But we did it while the stable clock was chiming. You couldn't hear a bloody thing outside the room.' 'But the noise that awoke Miss Marsh.
..?' 'Probably was the kids. Or she dreamt it. Wally weren't worried about it.' 'Why?' asked Pascoe, then answered his own question.
'Because it was too early. Because Mickledore was still downstairs with Stamper getting ready for his stroll and Partridge for his gallop. Because if he had planned the murder, he would know the ideal time to commit it was while the stable clock was chiming. So he wasn't interested in Marsh's accident because its timing was wrong.
Understandable, I suppose.
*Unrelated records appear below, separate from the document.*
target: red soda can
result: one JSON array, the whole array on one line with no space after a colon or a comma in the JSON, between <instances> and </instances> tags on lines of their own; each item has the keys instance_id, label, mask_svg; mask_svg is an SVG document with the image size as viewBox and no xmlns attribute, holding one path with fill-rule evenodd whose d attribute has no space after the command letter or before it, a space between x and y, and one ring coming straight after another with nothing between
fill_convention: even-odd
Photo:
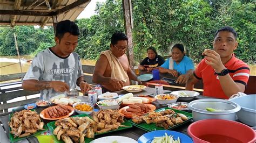
<instances>
[{"instance_id":1,"label":"red soda can","mask_svg":"<svg viewBox=\"0 0 256 143\"><path fill-rule=\"evenodd\" d=\"M98 96L99 95L102 94L102 87L96 87L95 88L95 90L96 90L97 95Z\"/></svg>"},{"instance_id":2,"label":"red soda can","mask_svg":"<svg viewBox=\"0 0 256 143\"><path fill-rule=\"evenodd\" d=\"M95 91L92 91L91 92L88 92L88 102L95 105L97 103L97 92Z\"/></svg>"},{"instance_id":3,"label":"red soda can","mask_svg":"<svg viewBox=\"0 0 256 143\"><path fill-rule=\"evenodd\" d=\"M158 84L156 85L154 89L156 90L156 94L164 94L164 88L163 84Z\"/></svg>"}]
</instances>

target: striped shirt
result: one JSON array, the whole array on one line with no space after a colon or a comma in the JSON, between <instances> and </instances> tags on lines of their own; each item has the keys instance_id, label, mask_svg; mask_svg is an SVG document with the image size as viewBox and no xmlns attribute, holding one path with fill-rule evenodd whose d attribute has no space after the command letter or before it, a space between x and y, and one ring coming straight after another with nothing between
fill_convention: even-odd
<instances>
[{"instance_id":1,"label":"striped shirt","mask_svg":"<svg viewBox=\"0 0 256 143\"><path fill-rule=\"evenodd\" d=\"M224 66L228 70L228 74L235 82L246 86L250 76L250 68L246 63L233 55ZM205 63L205 59L201 61L198 65L194 72L194 76L198 80L203 80L203 95L223 99L228 98L222 89L215 70L211 66Z\"/></svg>"}]
</instances>

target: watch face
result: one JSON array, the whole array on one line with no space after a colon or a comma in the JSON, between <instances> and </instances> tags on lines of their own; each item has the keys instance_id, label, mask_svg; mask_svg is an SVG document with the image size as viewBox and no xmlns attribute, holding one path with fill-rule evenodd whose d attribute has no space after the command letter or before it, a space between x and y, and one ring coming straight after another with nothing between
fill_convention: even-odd
<instances>
[{"instance_id":1,"label":"watch face","mask_svg":"<svg viewBox=\"0 0 256 143\"><path fill-rule=\"evenodd\" d=\"M221 71L222 75L226 75L228 74L228 70L227 69L225 69L223 71Z\"/></svg>"}]
</instances>

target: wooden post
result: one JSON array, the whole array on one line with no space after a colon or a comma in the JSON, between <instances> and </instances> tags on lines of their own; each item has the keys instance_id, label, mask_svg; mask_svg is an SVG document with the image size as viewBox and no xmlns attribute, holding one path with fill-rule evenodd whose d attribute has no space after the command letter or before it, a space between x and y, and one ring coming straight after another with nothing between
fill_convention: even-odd
<instances>
[{"instance_id":1,"label":"wooden post","mask_svg":"<svg viewBox=\"0 0 256 143\"><path fill-rule=\"evenodd\" d=\"M124 21L125 27L125 33L128 37L128 53L127 56L130 62L130 66L133 69L133 47L132 37L132 7L131 0L123 0L123 10L124 13Z\"/></svg>"},{"instance_id":2,"label":"wooden post","mask_svg":"<svg viewBox=\"0 0 256 143\"><path fill-rule=\"evenodd\" d=\"M56 34L56 26L57 26L57 23L58 23L58 19L57 18L57 16L52 16L52 24L53 25L55 35L55 34Z\"/></svg>"},{"instance_id":3,"label":"wooden post","mask_svg":"<svg viewBox=\"0 0 256 143\"><path fill-rule=\"evenodd\" d=\"M19 49L18 47L18 43L17 42L17 40L16 40L16 34L15 33L14 34L14 40L15 41L15 47L16 47L16 51L17 51L17 53L18 54L18 57L19 58L19 67L21 67L21 73L22 72L22 68L21 67L21 57L19 57Z\"/></svg>"}]
</instances>

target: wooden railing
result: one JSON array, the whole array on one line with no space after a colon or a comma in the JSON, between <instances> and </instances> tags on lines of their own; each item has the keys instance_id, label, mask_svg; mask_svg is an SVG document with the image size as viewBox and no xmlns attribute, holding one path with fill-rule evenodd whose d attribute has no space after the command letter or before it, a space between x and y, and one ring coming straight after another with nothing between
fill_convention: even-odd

But how the hell could he justify ignoring the explanation of Kohler and the blood?' 'She didn't tell him,' said Dalziel. 'Don't ask me why, but she never mentioned Kohler.' 'How can you be so sure?' 'Because I'm sure Wally would've done something about it!' snarled Dalziel. 'All right. But if he decided that Mickledore used the clock as cover for the gunshots, then how do you tie in Kohler wandering around upstairs with bloodstained hands before midnight?' 'Who said it was before midnight? There were four kids larking about upstairs. Stamper said it was before the chimes struck that he saw Kohler, true. But one of the girls said the chimes were actually striking and the other two said they'd struck already. Can't trust kids' evidence.' 'Not unless it suits you,' said Pascoe. 'Ha-ha.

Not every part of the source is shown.